Sebagai ilustrasi dapat diambil pelajaran dari kisah yang terjadi zaman Rasulullah SAW. Sebagaimana diriwayatkan oleh Imam Abu Dawud, bahwa ketika Rafi’ masuk Islam, istrinya menolak masuk Islam. Keduanya berebut atas anak perempuan semata wayangnya. Lalu sang isteri mendatangi Nabi SAW, seraya berkata, “Ini adalah anak perempuanku. Ia telah disapih atau serupa dengan itu.” Melihat sikap demikian Rafi’ pun berkata, “Ini adalah anak perempuanku.” Lalu Nabi SAW bersabda kepada Rafi’: “Duduklah di sebelah sana.” Beliau juga bersabda kepada istri Rafi’, “Duduklah di sebelah sana.” Kemudian beliau meletakkan si anak di tengah-tengah di antara keduanya, lalu bersabda (kepada keduanya), “Panggillah dia.” Si anak ternyata condong kepada ibunya, kemudian Nabi SAW pun berdoa, “Ya Allah, berilah anak itu petunjuk.” Si anak pun kemudian condong kepada bapaknya. Kemudian diambillah ia oleh bapaknya (Rafi’).

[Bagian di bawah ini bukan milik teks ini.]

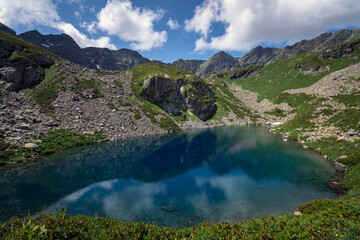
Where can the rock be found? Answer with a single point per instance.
(30, 145)
(24, 126)
(336, 186)
(275, 124)
(179, 95)
(168, 208)
(352, 132)
(340, 167)
(297, 213)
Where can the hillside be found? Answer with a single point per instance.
(221, 61)
(91, 57)
(49, 104)
(42, 92)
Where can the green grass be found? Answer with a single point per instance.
(153, 112)
(24, 44)
(346, 119)
(118, 83)
(321, 219)
(143, 71)
(83, 84)
(282, 75)
(137, 114)
(112, 106)
(226, 101)
(54, 141)
(350, 100)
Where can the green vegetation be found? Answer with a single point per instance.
(137, 114)
(350, 100)
(158, 117)
(321, 219)
(287, 74)
(29, 46)
(47, 91)
(346, 119)
(277, 112)
(118, 83)
(226, 101)
(112, 106)
(54, 141)
(84, 84)
(105, 73)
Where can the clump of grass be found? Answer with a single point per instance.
(118, 83)
(137, 114)
(112, 106)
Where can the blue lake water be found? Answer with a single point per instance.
(218, 174)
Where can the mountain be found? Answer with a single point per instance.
(91, 57)
(221, 61)
(7, 29)
(190, 65)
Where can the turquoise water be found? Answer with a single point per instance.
(219, 174)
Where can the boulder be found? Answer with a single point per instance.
(179, 95)
(30, 145)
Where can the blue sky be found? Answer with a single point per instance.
(189, 29)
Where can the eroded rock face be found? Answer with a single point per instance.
(165, 92)
(20, 75)
(175, 96)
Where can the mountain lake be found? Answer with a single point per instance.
(175, 180)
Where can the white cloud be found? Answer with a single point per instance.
(19, 12)
(82, 39)
(249, 23)
(173, 24)
(132, 24)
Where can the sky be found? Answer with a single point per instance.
(189, 29)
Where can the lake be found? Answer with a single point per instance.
(214, 175)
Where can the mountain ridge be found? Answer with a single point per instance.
(90, 57)
(262, 56)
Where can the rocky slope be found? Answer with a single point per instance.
(91, 57)
(221, 61)
(40, 91)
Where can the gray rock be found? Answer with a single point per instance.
(30, 145)
(340, 167)
(352, 132)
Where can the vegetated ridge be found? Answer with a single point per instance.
(313, 97)
(90, 57)
(222, 61)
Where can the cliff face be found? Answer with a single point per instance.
(91, 57)
(20, 68)
(222, 62)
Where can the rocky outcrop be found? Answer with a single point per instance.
(179, 95)
(218, 63)
(190, 65)
(20, 68)
(90, 57)
(262, 56)
(20, 75)
(165, 92)
(245, 72)
(7, 29)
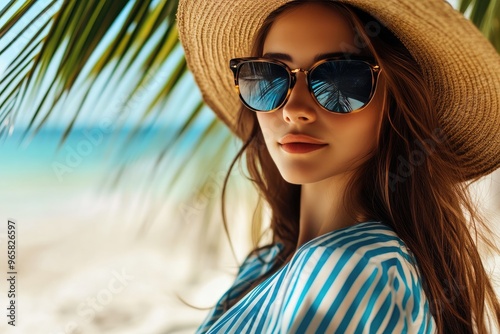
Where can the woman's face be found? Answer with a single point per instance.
(298, 38)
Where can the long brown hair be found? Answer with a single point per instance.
(412, 183)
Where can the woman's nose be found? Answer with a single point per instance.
(300, 107)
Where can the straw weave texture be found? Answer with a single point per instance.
(461, 67)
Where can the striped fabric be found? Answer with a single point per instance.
(360, 279)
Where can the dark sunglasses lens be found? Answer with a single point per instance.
(342, 85)
(263, 86)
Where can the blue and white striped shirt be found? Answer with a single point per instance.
(360, 279)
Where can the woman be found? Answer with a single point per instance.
(358, 132)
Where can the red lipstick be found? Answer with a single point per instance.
(298, 143)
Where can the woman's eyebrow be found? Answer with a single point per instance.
(287, 57)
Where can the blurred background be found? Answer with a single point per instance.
(112, 168)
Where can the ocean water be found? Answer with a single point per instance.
(80, 231)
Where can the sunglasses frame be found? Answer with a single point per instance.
(236, 63)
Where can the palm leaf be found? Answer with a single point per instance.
(485, 14)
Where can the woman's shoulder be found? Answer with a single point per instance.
(355, 278)
(369, 241)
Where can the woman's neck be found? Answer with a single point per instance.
(321, 208)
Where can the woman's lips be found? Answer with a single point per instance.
(301, 147)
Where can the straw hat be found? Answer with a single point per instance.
(460, 65)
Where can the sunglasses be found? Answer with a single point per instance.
(338, 85)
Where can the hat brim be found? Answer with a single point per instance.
(461, 67)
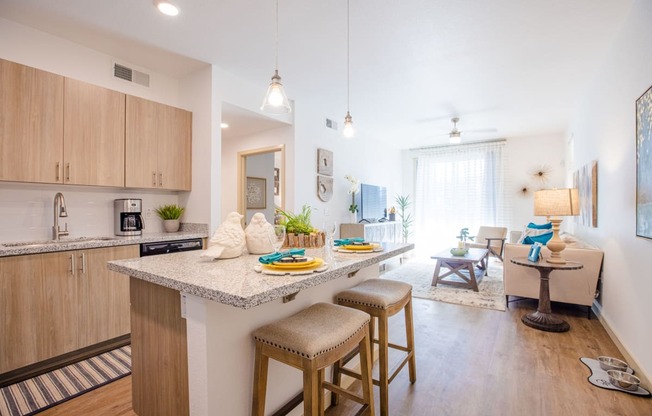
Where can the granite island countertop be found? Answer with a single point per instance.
(235, 282)
(80, 243)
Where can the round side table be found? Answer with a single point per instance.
(543, 318)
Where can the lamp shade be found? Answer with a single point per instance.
(556, 202)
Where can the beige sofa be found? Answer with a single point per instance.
(571, 286)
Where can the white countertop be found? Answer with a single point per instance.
(65, 244)
(235, 282)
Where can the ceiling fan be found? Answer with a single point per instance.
(455, 135)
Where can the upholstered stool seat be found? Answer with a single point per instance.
(310, 341)
(381, 298)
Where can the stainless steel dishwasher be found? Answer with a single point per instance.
(175, 246)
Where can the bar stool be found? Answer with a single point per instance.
(310, 341)
(380, 298)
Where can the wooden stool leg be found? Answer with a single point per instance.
(261, 363)
(372, 330)
(337, 380)
(365, 371)
(409, 332)
(320, 391)
(311, 389)
(383, 364)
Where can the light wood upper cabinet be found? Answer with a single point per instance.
(94, 135)
(31, 124)
(158, 146)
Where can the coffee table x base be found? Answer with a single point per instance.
(462, 270)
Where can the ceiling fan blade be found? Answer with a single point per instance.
(480, 131)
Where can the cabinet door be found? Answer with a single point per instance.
(174, 149)
(143, 119)
(94, 135)
(104, 295)
(31, 124)
(38, 308)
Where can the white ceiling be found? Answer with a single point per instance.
(516, 66)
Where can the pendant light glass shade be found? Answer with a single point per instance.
(276, 102)
(348, 132)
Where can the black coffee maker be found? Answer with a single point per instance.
(128, 216)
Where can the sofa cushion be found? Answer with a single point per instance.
(534, 232)
(541, 238)
(546, 226)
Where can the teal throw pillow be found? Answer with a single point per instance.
(541, 238)
(546, 226)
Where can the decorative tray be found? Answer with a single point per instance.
(315, 265)
(599, 378)
(357, 248)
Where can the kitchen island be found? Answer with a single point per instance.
(192, 318)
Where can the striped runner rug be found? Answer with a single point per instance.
(39, 393)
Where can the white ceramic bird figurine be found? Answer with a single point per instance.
(228, 241)
(258, 234)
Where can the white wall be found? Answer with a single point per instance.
(364, 158)
(604, 129)
(26, 209)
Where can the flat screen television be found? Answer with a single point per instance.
(372, 202)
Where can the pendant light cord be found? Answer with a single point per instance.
(276, 39)
(348, 53)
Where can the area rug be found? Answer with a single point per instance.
(42, 392)
(418, 272)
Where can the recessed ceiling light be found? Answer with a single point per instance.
(166, 7)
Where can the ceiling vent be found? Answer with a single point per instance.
(131, 75)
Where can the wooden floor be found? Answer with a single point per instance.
(470, 361)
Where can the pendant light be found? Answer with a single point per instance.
(276, 102)
(348, 132)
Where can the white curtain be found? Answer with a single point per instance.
(457, 187)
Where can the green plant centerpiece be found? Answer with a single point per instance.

Oleh sebagian pemikir hukum, hadits tersebut menunjukkan pentingnya pertimbangan akidah ketika terjadi sengketa anak dan harus ditetapkan siapa pengasuhnya. Pemahaman demikian tidak sepenuhnya tepat. Justru Rasulullah dalam kasus ini menjunjung tinggi kepentingan anak dengan memberikan kebebasan agar memilih sendiri orang tua mana (ayah atau ibu) yang harus diikuti. Dengan kata lain kepentingan anak memang menjadi prioritas utama. Banyaknya kasus dalam hadits yang memberikan hak asuh kepada perempuan, khususnya ibu, tetap harus dipandang dalam konteks kepentingan terbaik bagi anak waktu itu. Sebab, bagaimana mungkin para suami yang waktu itu berkewajiban jihad yang nota bene sering ke medan perang berbulan-bulan dapat diserahi tugas mengasuh anak. Yang demikian sekaligus menjawab pertanyaan, mengapa corak fikih mengenai hak asuh anak (hadlanah) selama ini sangat feminin? Wallahu a’lam.